Comment je me suis réconciliée avec la bienveillance
Pendant longtemps je n’ai pas voulu utiliser ce mot, « bienveillance », pour parler de mes ateliers, de mes activités, dans mes articles. Galvaudé, mis à toutes les sauces, c’est un terme devenu passe-partout, qui me semblait avoir perdu de son sens, de son impact. De sa valeur, peut-être.
Puis mon esprit a fait un détour par l’italien. Cette langue généreuse, qui m’est chère, apprise sur le tard, et sur le tas.
« Ti voglio bene » : c’est une façon de dire en italien « je t’aime ». Littéralement: je te veux (ti voglio) du bien (bene).
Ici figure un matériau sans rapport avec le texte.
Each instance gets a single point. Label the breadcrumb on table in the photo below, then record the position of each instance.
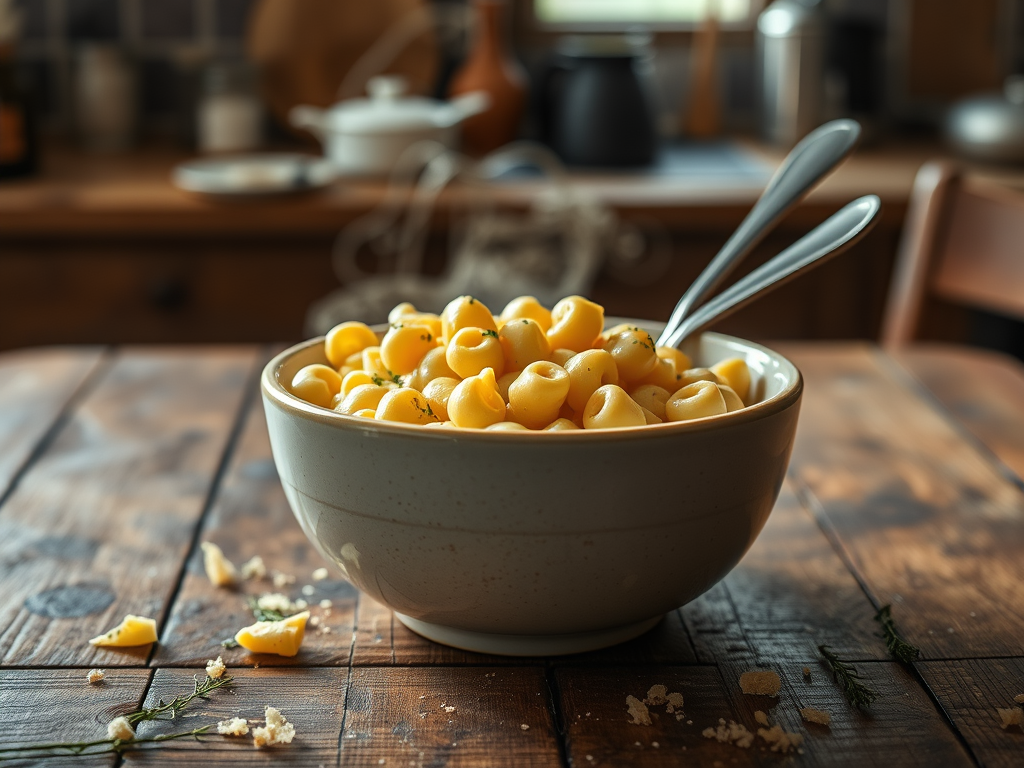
(637, 711)
(815, 716)
(760, 683)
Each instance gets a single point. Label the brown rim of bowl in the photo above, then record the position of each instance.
(273, 389)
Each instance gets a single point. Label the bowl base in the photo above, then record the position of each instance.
(526, 645)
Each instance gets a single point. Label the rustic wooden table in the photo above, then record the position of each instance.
(905, 488)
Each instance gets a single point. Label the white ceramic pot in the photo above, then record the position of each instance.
(366, 136)
(527, 543)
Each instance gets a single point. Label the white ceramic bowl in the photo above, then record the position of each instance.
(525, 543)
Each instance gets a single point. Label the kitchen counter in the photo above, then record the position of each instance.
(904, 488)
(103, 249)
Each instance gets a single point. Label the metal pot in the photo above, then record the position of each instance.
(990, 127)
(368, 135)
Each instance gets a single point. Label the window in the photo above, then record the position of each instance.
(656, 13)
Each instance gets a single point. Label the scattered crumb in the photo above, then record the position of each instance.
(120, 728)
(1011, 717)
(283, 580)
(730, 733)
(232, 727)
(219, 569)
(760, 683)
(815, 716)
(658, 694)
(637, 711)
(254, 568)
(215, 668)
(276, 731)
(779, 739)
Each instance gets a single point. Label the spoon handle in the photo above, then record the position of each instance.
(827, 240)
(813, 158)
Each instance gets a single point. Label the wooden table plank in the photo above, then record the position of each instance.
(928, 521)
(453, 717)
(35, 386)
(100, 524)
(985, 394)
(312, 699)
(970, 692)
(251, 516)
(903, 729)
(51, 706)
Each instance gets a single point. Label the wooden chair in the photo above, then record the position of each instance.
(963, 247)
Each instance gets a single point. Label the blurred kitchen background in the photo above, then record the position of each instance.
(643, 130)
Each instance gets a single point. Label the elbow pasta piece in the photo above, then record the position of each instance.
(361, 397)
(539, 393)
(633, 351)
(528, 307)
(732, 401)
(588, 371)
(505, 382)
(465, 311)
(407, 406)
(651, 397)
(560, 425)
(695, 401)
(649, 417)
(611, 408)
(680, 359)
(692, 375)
(475, 401)
(374, 366)
(433, 366)
(316, 384)
(522, 342)
(576, 324)
(473, 349)
(437, 392)
(345, 340)
(664, 375)
(507, 426)
(404, 345)
(735, 374)
(560, 356)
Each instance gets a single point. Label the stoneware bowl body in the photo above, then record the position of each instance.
(535, 543)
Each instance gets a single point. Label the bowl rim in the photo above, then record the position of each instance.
(274, 391)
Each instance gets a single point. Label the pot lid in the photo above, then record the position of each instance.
(387, 110)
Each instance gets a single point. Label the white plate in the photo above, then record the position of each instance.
(253, 175)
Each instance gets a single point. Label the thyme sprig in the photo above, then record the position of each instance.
(179, 702)
(848, 679)
(898, 647)
(85, 749)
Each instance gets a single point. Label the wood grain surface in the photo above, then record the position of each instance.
(900, 492)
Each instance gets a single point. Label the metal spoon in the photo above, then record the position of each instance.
(827, 240)
(816, 155)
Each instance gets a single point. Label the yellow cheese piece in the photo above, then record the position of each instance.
(219, 569)
(283, 638)
(131, 631)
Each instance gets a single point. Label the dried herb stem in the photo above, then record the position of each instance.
(848, 679)
(898, 647)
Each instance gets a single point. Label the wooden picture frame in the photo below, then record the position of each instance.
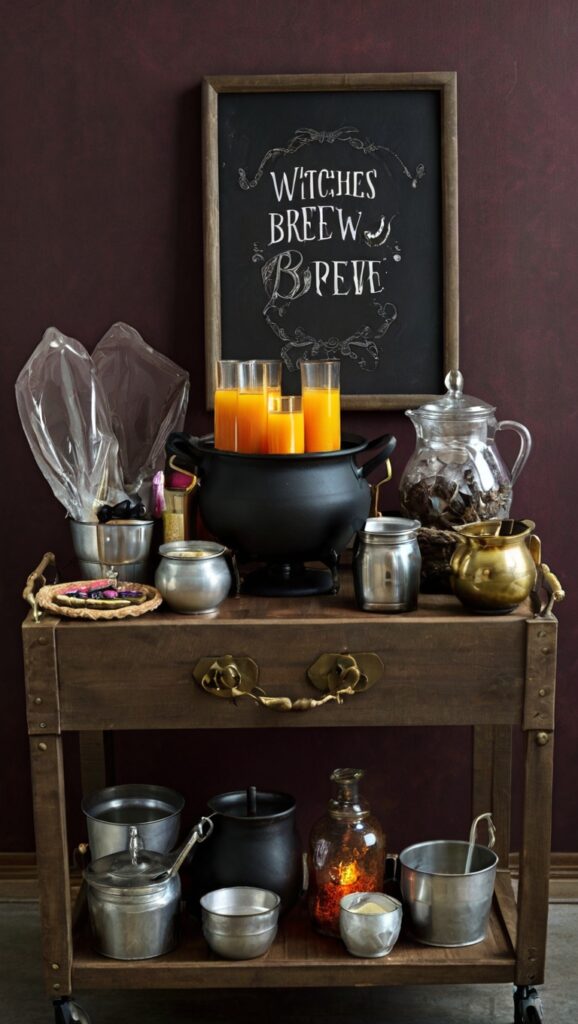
(377, 266)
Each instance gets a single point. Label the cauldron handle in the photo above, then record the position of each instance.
(186, 451)
(388, 442)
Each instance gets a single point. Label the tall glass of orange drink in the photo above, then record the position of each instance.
(285, 425)
(225, 404)
(322, 412)
(252, 408)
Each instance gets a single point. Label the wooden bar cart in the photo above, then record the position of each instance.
(74, 673)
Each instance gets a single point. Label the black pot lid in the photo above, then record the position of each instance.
(351, 444)
(247, 806)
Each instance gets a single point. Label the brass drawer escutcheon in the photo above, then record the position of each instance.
(332, 672)
(236, 676)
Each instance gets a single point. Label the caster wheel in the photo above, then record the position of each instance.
(68, 1012)
(528, 1007)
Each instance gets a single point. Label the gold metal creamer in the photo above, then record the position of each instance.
(494, 566)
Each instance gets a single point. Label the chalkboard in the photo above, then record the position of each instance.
(331, 229)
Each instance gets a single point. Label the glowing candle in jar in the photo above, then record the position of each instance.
(346, 852)
(225, 404)
(252, 408)
(322, 414)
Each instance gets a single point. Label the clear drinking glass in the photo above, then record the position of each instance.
(274, 374)
(225, 404)
(322, 414)
(252, 407)
(285, 425)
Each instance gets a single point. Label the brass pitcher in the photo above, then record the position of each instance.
(494, 565)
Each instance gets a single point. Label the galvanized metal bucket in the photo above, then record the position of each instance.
(110, 813)
(448, 905)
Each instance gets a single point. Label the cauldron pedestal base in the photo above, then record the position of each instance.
(291, 580)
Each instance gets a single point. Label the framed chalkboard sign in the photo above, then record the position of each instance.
(331, 228)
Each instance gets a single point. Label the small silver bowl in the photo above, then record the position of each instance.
(367, 931)
(240, 922)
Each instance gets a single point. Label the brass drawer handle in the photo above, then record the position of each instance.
(233, 677)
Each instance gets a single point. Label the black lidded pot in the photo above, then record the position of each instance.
(282, 508)
(254, 843)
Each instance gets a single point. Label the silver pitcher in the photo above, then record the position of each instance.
(387, 564)
(134, 896)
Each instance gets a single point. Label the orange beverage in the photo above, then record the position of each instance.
(322, 417)
(252, 407)
(285, 426)
(225, 419)
(225, 404)
(322, 414)
(251, 421)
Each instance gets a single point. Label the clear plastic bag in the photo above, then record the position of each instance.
(97, 425)
(66, 417)
(148, 395)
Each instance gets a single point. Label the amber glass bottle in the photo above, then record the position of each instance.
(346, 852)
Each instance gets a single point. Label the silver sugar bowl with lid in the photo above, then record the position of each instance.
(387, 564)
(195, 577)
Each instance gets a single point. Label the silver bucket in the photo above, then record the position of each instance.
(154, 809)
(123, 545)
(446, 906)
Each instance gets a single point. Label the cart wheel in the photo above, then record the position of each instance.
(68, 1012)
(528, 1006)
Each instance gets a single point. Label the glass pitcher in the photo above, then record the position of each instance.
(456, 473)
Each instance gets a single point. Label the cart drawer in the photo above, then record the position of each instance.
(124, 676)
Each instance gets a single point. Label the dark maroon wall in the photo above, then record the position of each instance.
(100, 220)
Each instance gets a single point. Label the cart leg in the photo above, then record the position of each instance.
(67, 1012)
(527, 1006)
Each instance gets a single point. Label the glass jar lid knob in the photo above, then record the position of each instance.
(454, 384)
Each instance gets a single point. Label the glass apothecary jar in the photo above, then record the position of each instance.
(456, 473)
(346, 852)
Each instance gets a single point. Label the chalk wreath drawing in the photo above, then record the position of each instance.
(286, 270)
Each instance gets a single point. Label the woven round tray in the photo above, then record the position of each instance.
(45, 598)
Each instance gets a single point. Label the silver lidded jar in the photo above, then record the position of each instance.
(387, 564)
(194, 577)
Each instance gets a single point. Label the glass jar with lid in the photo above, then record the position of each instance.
(456, 473)
(346, 852)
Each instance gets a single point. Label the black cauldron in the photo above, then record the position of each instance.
(254, 843)
(283, 510)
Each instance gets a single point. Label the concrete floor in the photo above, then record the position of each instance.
(23, 999)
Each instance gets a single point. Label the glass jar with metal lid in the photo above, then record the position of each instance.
(387, 564)
(456, 473)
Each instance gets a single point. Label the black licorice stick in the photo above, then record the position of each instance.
(251, 801)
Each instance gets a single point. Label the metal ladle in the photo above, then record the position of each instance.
(197, 836)
(491, 842)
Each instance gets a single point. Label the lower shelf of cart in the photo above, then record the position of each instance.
(301, 957)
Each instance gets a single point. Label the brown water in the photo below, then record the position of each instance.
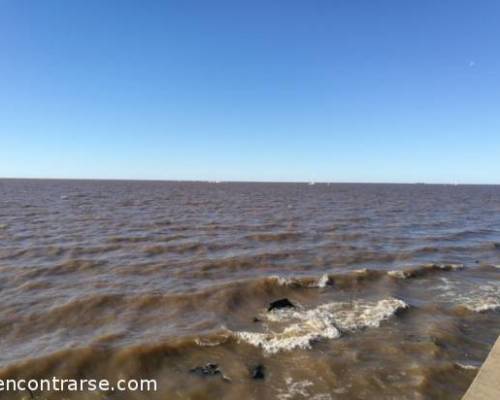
(397, 287)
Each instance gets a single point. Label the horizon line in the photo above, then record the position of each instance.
(218, 181)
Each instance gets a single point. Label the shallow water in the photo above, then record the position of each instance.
(396, 287)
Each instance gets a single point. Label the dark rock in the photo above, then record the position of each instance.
(209, 369)
(281, 303)
(258, 372)
(206, 370)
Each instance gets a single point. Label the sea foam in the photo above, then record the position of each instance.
(288, 329)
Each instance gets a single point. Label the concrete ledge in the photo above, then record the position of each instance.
(486, 385)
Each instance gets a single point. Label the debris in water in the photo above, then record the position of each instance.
(209, 369)
(281, 303)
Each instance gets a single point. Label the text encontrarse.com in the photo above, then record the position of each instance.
(77, 385)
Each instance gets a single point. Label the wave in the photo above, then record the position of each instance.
(288, 329)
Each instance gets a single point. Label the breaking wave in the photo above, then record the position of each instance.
(288, 329)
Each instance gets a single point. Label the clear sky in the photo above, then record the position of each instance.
(374, 90)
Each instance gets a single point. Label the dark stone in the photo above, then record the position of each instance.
(209, 369)
(258, 372)
(281, 303)
(206, 370)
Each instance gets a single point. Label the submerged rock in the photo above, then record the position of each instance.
(281, 303)
(209, 369)
(258, 372)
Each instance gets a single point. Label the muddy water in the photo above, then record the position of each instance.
(396, 287)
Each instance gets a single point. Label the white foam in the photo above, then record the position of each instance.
(291, 328)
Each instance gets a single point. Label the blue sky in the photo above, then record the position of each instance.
(370, 91)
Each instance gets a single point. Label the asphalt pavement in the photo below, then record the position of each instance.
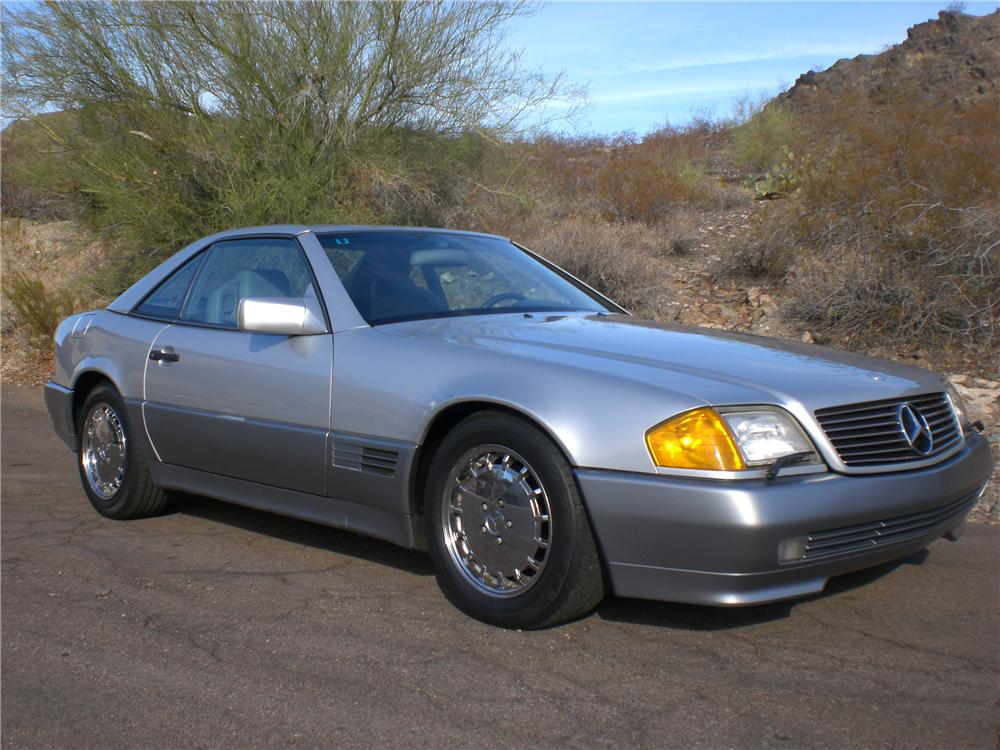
(218, 626)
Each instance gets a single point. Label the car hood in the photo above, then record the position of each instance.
(718, 367)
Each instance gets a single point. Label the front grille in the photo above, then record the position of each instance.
(870, 434)
(871, 536)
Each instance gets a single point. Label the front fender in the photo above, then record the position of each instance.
(395, 386)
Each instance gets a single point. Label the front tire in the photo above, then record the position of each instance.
(510, 539)
(114, 474)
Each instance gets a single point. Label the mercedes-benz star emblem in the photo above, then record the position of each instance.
(916, 431)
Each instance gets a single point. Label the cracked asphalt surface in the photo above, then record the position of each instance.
(221, 626)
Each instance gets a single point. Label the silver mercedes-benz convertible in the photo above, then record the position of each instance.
(452, 391)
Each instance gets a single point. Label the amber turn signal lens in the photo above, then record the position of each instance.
(696, 439)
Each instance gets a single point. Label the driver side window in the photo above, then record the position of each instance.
(236, 269)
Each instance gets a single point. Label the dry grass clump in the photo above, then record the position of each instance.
(893, 228)
(35, 310)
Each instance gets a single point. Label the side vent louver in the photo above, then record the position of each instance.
(364, 458)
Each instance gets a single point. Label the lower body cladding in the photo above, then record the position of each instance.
(732, 543)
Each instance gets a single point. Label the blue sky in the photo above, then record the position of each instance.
(647, 63)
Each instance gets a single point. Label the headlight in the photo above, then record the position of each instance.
(765, 436)
(696, 439)
(731, 441)
(958, 404)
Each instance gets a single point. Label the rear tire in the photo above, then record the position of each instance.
(510, 539)
(115, 475)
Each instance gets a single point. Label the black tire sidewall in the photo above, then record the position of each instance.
(118, 506)
(545, 596)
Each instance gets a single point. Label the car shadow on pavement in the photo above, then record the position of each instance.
(703, 618)
(614, 609)
(304, 533)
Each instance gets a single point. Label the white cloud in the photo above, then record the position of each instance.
(783, 52)
(665, 92)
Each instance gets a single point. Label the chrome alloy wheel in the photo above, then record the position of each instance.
(103, 451)
(496, 521)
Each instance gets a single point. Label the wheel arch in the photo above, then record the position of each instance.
(446, 418)
(85, 382)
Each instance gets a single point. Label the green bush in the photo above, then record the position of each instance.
(184, 118)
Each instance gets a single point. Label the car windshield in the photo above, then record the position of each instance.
(399, 275)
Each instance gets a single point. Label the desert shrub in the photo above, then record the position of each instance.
(894, 229)
(619, 260)
(761, 137)
(190, 117)
(35, 310)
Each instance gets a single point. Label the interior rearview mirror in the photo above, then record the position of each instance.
(288, 316)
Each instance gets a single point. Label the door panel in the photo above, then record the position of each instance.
(246, 405)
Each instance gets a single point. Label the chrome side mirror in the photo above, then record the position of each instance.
(287, 316)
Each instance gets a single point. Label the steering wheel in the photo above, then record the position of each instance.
(492, 301)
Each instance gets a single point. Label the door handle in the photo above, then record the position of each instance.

Emplie de toute la poésie et de la chaleur de cette langue, j’ai réalisé que cette expression, « Ti voglio bene », ÉTAIT la bienveillance, définie ainsi par le dictionnaire (1):
Bienveillant(e), de:
bien
et veillant (= voulant, en ancien français)
Bienveillance : disposition favorable envers quelqu’un.
L’intention et le résultat
Alors je me suis réconciliée avec la bienveillance, j’ai retrouvé son sens et sa valeur, et elle fera partie de mon vocabulaire pour présenter mes activités et ma vision des choses.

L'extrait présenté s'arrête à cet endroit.